Luego, después de otro abrazo, el incidente y nuestra entrevista se cerraron con mi reconocimiento de todas las reservas de bondad que, a cambio de su broma, había logrado extraer de él.
XII
A la luz del día, la impresión especial que yo había recibido la noche anterior no afectó de un modo extraordinario a la señora Grose, a pesar de que la reforcé con la mención de otros comentarios que había hecho él antes de separarnos.
—Todo reside en media docena de palabras —dije a mi compañera—, palabras que en realidad constituyen el verdadero asunto: "Piense ahora en lo que podría yo hacer." Me dijo eso para demostrarme lo bueno que es. Pero es consciente de lo que podría hacer. Con toda seguridad, en la escuela trató de demostrarlo.
—¡Dios mío, cómo cambia usted! —exclamó mi amiga.
—No cambio; sencillamente, expreso lo que pienso. Los cuatro se han estado encontrando constantemente.
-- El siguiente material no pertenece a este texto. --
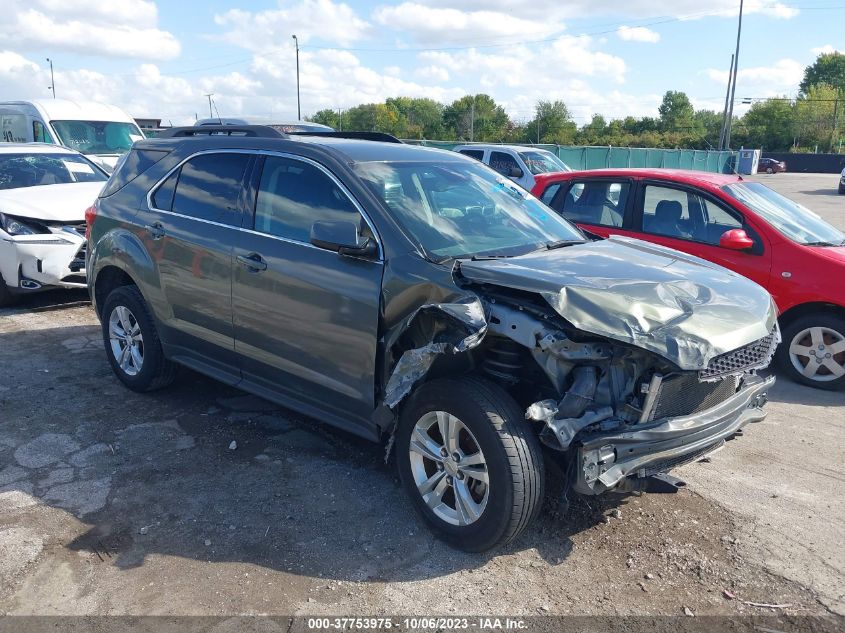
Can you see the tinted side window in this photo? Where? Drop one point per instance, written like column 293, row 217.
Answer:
column 209, row 187
column 163, row 196
column 503, row 163
column 549, row 193
column 293, row 195
column 477, row 154
column 600, row 202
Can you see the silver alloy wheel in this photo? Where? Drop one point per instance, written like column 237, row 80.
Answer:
column 127, row 343
column 449, row 468
column 818, row 353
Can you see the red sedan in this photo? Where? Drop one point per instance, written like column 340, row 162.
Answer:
column 742, row 225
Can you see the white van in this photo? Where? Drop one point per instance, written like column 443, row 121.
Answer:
column 102, row 132
column 520, row 163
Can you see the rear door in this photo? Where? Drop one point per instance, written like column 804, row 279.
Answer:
column 306, row 318
column 691, row 220
column 194, row 218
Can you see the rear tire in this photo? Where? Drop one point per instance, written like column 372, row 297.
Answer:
column 132, row 343
column 813, row 351
column 493, row 443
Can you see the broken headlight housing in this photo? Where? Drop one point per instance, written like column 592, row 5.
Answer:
column 15, row 226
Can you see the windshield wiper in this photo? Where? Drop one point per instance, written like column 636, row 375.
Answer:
column 479, row 258
column 550, row 246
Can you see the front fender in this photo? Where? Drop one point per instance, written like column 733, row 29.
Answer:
column 122, row 249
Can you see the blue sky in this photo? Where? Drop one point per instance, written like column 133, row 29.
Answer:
column 159, row 59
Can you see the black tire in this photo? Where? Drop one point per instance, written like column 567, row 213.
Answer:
column 831, row 323
column 7, row 298
column 514, row 460
column 155, row 370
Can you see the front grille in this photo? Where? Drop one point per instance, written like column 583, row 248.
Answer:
column 757, row 355
column 685, row 394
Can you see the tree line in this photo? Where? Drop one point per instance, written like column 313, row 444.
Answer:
column 812, row 121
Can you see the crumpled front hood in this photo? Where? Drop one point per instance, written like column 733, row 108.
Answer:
column 51, row 203
column 675, row 305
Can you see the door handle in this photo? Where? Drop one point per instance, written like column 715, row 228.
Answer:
column 253, row 262
column 156, row 230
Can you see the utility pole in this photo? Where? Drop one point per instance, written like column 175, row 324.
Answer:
column 733, row 87
column 727, row 99
column 52, row 79
column 472, row 120
column 298, row 108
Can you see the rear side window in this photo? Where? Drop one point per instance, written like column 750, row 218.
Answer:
column 209, row 187
column 503, row 163
column 129, row 167
column 293, row 195
column 549, row 193
column 477, row 154
column 600, row 202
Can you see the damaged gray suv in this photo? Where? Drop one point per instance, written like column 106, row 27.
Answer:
column 416, row 297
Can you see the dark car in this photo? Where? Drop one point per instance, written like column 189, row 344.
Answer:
column 770, row 166
column 417, row 297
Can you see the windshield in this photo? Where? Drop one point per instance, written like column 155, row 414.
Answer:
column 455, row 209
column 540, row 161
column 97, row 137
column 31, row 170
column 791, row 219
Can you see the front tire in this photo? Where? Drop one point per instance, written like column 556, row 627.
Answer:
column 132, row 343
column 6, row 296
column 813, row 351
column 470, row 462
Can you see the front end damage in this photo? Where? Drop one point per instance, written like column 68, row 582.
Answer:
column 654, row 375
column 54, row 258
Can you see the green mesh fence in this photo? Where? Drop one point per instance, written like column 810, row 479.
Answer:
column 585, row 157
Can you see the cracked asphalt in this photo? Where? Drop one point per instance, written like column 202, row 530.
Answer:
column 113, row 502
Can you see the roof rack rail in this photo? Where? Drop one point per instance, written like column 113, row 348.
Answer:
column 222, row 130
column 382, row 137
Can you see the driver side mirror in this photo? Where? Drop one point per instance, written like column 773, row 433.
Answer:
column 343, row 238
column 736, row 240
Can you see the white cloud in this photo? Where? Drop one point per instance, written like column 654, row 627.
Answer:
column 308, row 20
column 783, row 75
column 437, row 25
column 827, row 49
column 688, row 9
column 638, row 34
column 121, row 28
column 521, row 66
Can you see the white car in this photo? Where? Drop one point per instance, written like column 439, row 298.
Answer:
column 520, row 163
column 44, row 192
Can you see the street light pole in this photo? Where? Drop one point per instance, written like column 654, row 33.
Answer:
column 298, row 108
column 52, row 79
column 733, row 87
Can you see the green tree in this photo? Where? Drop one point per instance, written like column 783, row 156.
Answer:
column 326, row 117
column 829, row 68
column 676, row 112
column 477, row 117
column 552, row 123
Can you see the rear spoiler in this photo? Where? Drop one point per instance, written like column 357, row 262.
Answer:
column 256, row 131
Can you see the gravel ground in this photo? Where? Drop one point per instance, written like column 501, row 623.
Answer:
column 118, row 503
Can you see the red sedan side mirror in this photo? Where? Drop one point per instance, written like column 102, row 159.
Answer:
column 736, row 240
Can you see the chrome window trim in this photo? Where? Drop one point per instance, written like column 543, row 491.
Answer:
column 263, row 152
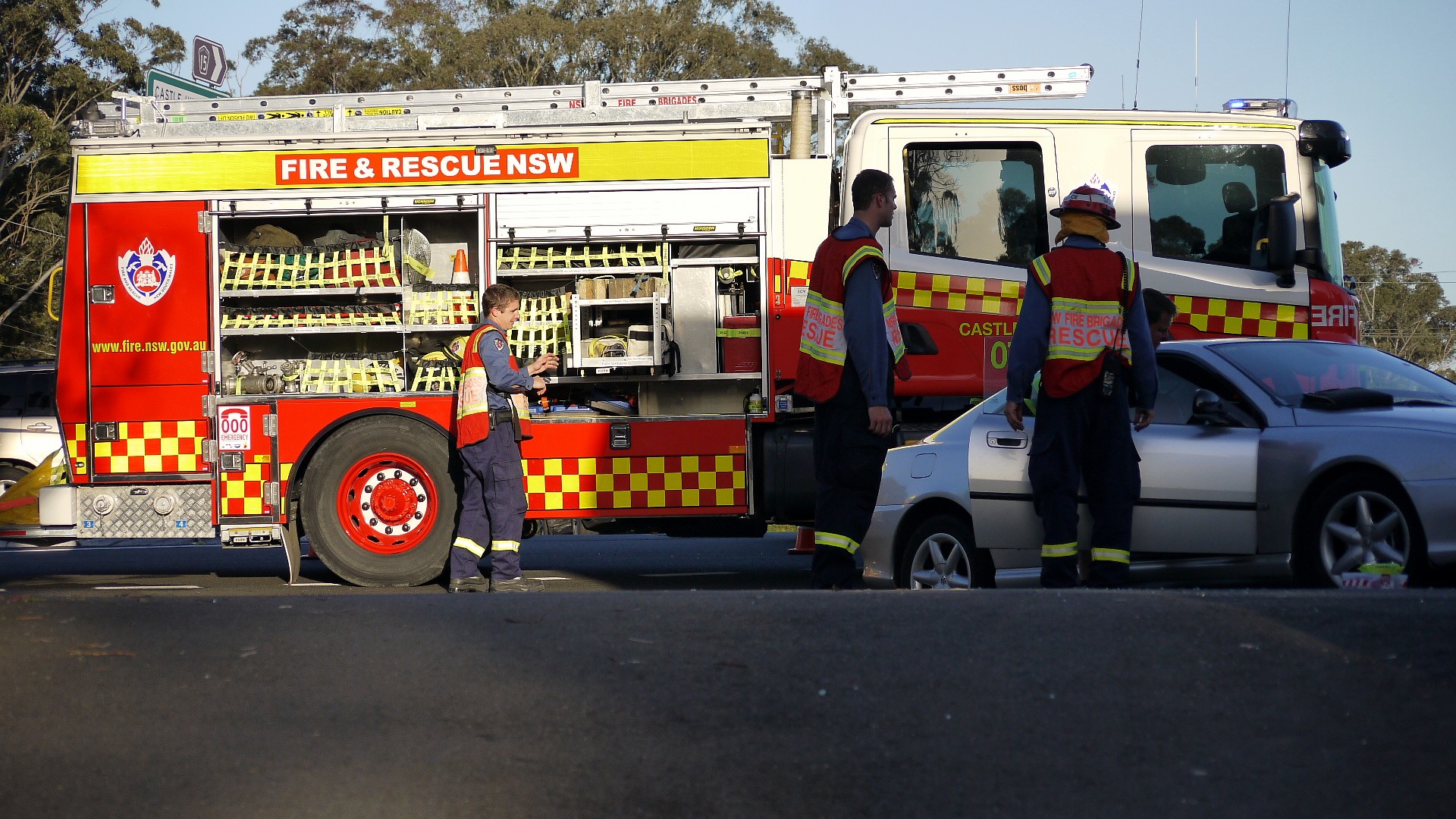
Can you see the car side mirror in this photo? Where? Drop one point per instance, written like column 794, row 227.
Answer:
column 1282, row 240
column 1209, row 409
column 918, row 340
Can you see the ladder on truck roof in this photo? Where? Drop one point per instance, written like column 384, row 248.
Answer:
column 590, row 102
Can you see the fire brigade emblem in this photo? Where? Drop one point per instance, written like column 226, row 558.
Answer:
column 147, row 273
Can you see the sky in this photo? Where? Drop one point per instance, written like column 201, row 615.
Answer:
column 1373, row 67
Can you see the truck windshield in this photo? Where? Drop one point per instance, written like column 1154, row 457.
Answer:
column 1329, row 226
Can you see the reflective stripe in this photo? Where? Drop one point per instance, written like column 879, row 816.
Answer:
column 471, row 547
column 1059, row 550
column 1041, row 270
column 824, row 330
column 897, row 344
column 830, row 539
column 858, row 257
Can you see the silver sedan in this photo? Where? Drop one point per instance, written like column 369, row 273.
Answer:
column 1267, row 460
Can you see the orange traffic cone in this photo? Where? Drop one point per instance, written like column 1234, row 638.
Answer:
column 804, row 541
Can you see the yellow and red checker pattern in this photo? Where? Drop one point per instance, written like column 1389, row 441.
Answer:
column 152, row 447
column 242, row 493
column 672, row 482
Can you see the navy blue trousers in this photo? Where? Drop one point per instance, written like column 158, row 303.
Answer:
column 1085, row 438
column 492, row 507
column 848, row 463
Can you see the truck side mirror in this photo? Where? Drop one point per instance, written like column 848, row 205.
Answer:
column 1282, row 240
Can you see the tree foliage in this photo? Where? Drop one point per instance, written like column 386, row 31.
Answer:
column 351, row 46
column 1401, row 311
column 55, row 60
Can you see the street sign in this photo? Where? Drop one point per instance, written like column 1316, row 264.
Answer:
column 209, row 61
column 171, row 86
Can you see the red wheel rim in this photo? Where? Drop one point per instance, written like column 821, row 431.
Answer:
column 388, row 503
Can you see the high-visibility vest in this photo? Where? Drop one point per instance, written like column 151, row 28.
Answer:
column 823, row 344
column 1090, row 290
column 473, row 409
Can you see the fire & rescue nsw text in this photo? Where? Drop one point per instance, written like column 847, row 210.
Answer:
column 127, row 346
column 427, row 167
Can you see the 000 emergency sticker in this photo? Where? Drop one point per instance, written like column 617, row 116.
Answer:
column 235, row 428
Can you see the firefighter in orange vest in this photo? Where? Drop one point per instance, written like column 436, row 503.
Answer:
column 1084, row 325
column 492, row 503
column 848, row 349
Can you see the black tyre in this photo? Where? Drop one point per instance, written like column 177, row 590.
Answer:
column 941, row 554
column 9, row 475
column 1353, row 522
column 379, row 504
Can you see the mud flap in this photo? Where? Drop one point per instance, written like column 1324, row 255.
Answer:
column 290, row 544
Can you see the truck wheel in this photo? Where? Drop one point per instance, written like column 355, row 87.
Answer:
column 9, row 475
column 941, row 554
column 379, row 504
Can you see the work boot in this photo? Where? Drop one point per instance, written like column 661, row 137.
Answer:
column 476, row 583
column 519, row 585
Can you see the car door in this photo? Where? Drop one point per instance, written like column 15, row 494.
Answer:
column 1199, row 482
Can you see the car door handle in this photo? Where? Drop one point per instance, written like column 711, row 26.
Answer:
column 1006, row 441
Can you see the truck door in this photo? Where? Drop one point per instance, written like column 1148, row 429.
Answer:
column 1199, row 218
column 149, row 314
column 973, row 213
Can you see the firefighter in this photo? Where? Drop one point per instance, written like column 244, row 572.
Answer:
column 488, row 433
column 1085, row 327
column 848, row 349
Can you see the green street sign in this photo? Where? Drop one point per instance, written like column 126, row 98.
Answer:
column 171, row 86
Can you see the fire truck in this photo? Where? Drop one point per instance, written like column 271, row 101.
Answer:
column 264, row 297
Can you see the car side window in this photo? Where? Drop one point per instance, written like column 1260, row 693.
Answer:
column 28, row 394
column 1210, row 203
column 976, row 202
column 1178, row 379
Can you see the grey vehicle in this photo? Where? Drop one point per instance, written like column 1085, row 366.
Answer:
column 1269, row 458
column 28, row 426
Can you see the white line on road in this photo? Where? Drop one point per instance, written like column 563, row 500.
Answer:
column 146, row 588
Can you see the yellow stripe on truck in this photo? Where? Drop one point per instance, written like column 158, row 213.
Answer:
column 433, row 165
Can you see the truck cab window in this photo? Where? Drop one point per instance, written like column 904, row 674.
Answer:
column 976, row 202
column 1210, row 203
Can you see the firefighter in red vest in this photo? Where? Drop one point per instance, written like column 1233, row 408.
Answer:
column 1084, row 325
column 848, row 349
column 492, row 503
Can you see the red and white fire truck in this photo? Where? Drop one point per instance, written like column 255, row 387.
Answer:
column 265, row 297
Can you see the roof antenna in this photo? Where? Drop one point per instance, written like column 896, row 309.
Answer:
column 1138, row 67
column 1196, row 64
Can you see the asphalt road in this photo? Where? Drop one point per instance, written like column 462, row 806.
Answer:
column 711, row 703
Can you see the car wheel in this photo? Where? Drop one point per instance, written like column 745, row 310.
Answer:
column 379, row 504
column 9, row 475
column 941, row 554
column 1354, row 522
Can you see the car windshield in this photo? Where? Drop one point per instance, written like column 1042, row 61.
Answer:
column 1289, row 371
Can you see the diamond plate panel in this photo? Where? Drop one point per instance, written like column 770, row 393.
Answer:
column 134, row 513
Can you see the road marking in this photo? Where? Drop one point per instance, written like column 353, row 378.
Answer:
column 146, row 588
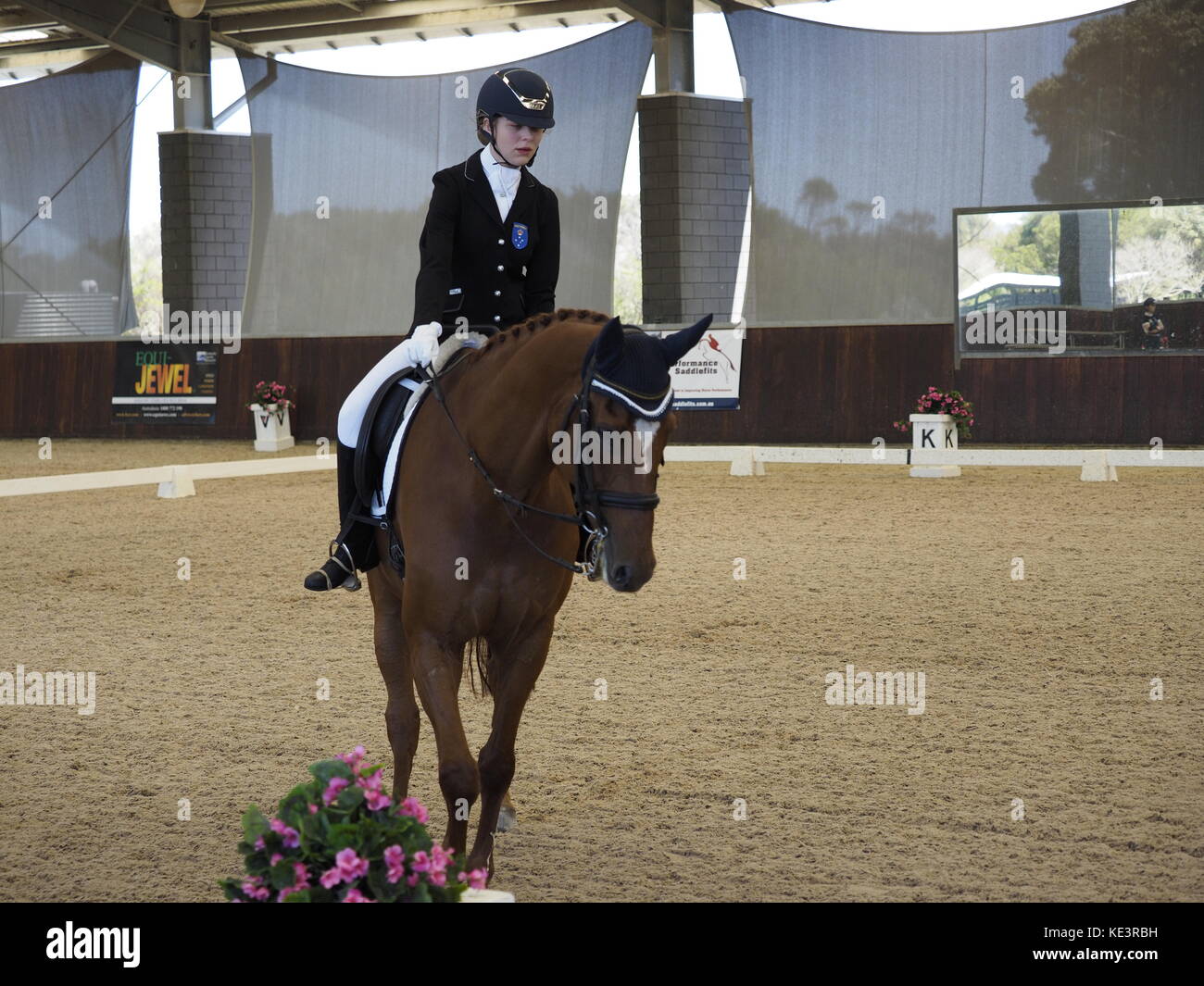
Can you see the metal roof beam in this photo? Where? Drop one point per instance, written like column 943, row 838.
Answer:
column 161, row 39
column 454, row 19
column 366, row 16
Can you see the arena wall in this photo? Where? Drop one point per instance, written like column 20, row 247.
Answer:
column 827, row 384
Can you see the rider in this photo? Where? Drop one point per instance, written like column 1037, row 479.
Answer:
column 490, row 256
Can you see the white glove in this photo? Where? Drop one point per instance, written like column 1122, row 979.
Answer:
column 424, row 343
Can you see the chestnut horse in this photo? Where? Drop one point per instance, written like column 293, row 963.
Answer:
column 492, row 524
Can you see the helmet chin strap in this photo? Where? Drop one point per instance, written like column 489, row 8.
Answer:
column 493, row 144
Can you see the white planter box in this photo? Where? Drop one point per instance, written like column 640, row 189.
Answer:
column 272, row 429
column 934, row 432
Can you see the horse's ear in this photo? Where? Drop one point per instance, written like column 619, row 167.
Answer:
column 681, row 343
column 609, row 342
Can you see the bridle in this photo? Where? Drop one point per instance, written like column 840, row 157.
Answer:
column 589, row 499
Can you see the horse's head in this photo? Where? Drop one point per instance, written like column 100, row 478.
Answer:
column 622, row 444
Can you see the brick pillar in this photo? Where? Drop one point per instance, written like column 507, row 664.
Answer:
column 694, row 167
column 205, row 181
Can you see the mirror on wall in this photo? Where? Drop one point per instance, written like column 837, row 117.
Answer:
column 1112, row 279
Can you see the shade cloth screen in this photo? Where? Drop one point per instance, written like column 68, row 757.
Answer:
column 863, row 143
column 65, row 148
column 370, row 145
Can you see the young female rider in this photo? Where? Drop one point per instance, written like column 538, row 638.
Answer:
column 490, row 256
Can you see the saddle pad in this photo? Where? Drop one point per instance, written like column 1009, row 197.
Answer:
column 449, row 348
column 381, row 499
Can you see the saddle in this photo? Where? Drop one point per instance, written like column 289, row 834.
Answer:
column 400, row 393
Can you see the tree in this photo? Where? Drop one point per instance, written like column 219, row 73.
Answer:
column 1128, row 107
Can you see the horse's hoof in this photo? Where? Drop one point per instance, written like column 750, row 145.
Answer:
column 507, row 818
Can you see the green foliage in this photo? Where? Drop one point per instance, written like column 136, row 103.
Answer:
column 314, row 824
column 1032, row 247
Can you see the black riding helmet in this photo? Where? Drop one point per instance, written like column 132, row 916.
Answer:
column 519, row 95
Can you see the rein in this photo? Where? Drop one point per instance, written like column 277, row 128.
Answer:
column 588, row 499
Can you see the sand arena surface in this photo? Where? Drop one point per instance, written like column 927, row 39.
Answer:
column 1035, row 689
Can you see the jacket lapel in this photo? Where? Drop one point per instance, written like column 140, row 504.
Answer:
column 522, row 196
column 481, row 189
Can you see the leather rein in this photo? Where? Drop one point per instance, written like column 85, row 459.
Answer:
column 588, row 497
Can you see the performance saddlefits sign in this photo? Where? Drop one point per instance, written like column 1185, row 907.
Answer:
column 709, row 377
column 176, row 384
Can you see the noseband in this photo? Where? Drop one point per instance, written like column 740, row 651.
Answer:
column 588, row 499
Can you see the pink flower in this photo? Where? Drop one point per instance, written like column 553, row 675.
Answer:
column 370, row 781
column 376, row 800
column 395, row 858
column 332, row 789
column 414, row 808
column 292, row 838
column 350, row 867
column 477, row 879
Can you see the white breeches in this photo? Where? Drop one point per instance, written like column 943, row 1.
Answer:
column 350, row 414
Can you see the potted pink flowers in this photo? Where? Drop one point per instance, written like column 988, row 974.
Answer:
column 270, row 407
column 940, row 418
column 341, row 840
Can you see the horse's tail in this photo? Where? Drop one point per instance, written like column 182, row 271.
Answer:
column 483, row 657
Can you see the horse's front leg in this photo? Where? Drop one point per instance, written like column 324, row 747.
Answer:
column 514, row 670
column 393, row 658
column 437, row 672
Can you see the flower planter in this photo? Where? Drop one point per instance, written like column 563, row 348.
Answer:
column 934, row 432
column 272, row 429
column 486, row 897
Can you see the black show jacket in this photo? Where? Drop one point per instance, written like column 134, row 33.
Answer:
column 478, row 268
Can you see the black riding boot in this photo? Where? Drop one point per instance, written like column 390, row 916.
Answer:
column 349, row 550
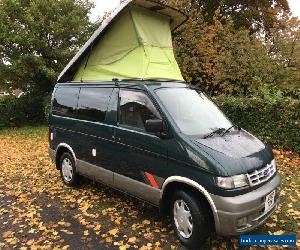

Si hubiera estado usted con alguno de los niños cualquiera de estas noches, lo habría comprendido claramente. Cuando más he observado y esperado, más lo he sentido así, y para ello me basta recordar el sistemático silencio de ambos. Nunca, ni por casualidad, han aludido a ninguno de sus antiguos amigos, así como tampoco Miles ha aludido a su expulsión. ¡Oh, sí! podemos estar sentadas aquí y mirarlos, y ellos pueden aparecer frente a nosotras paseando tranquilamente; pero incluso cuando pretenden estar absortos en sus cuentos de hadas, están inmersos en la visión de los muertos que les han sido devueltos. Miles no está leyendo a su hermana —declaré— están hablando de ellos, se están relatando horrores. Hablo, lo sé, como si estuviera loca; y es una maravilla que no lo esté. Lo que he visto la habría enloquecido a usted; pero a mí sólo me ha vuelto más lúcida, me ha hecho comprender otras cosas.
Mi lucidez debió de parecerle espantosa, pero las encantadoras criaturas que eran víctimas de ella, al pasar y volver a pasar cariñosamente cogidas de la cintura, fortalecieron en cierta manera a mi colega; noté lo tensa que estaba cuando, sin agitarse en el torbellino de mi pasión, los observaba atentamente.
—¿A qué otras cosas se refiere usted?
—Bueno, a las cosas que me han deleitado y, al mismo tiempo —ahora puedo verlo con absoluta claridad—, engañado y desconcertado. Su belleza más que terrenal, su bondad absolutamente fuera de este mundo —continué—, no son sino una táctica engañosa, son un fraude.
—¿Por parte de estos adorables...?
—Sí, de estos adorables niños. ¡Sí, por absurdo que parezca!
El solo hecho de esbozar aquella hipótesis me ayudó a ver con claridad, a encontrar los cabos sueltos y a asociarlos y unirlos.
—No han sido buenos; lo único que han hecho es estar ausentes. Ha sido fácil convivir con ellos sencillamente porque se han limitado a vivir una vida propia. No son míos... no son nuestros. ¡Son de él! ¡Son de ella!
—¿De Quint y de esa mujer?
—De Quint y de esa mujer. Los quieren para sí.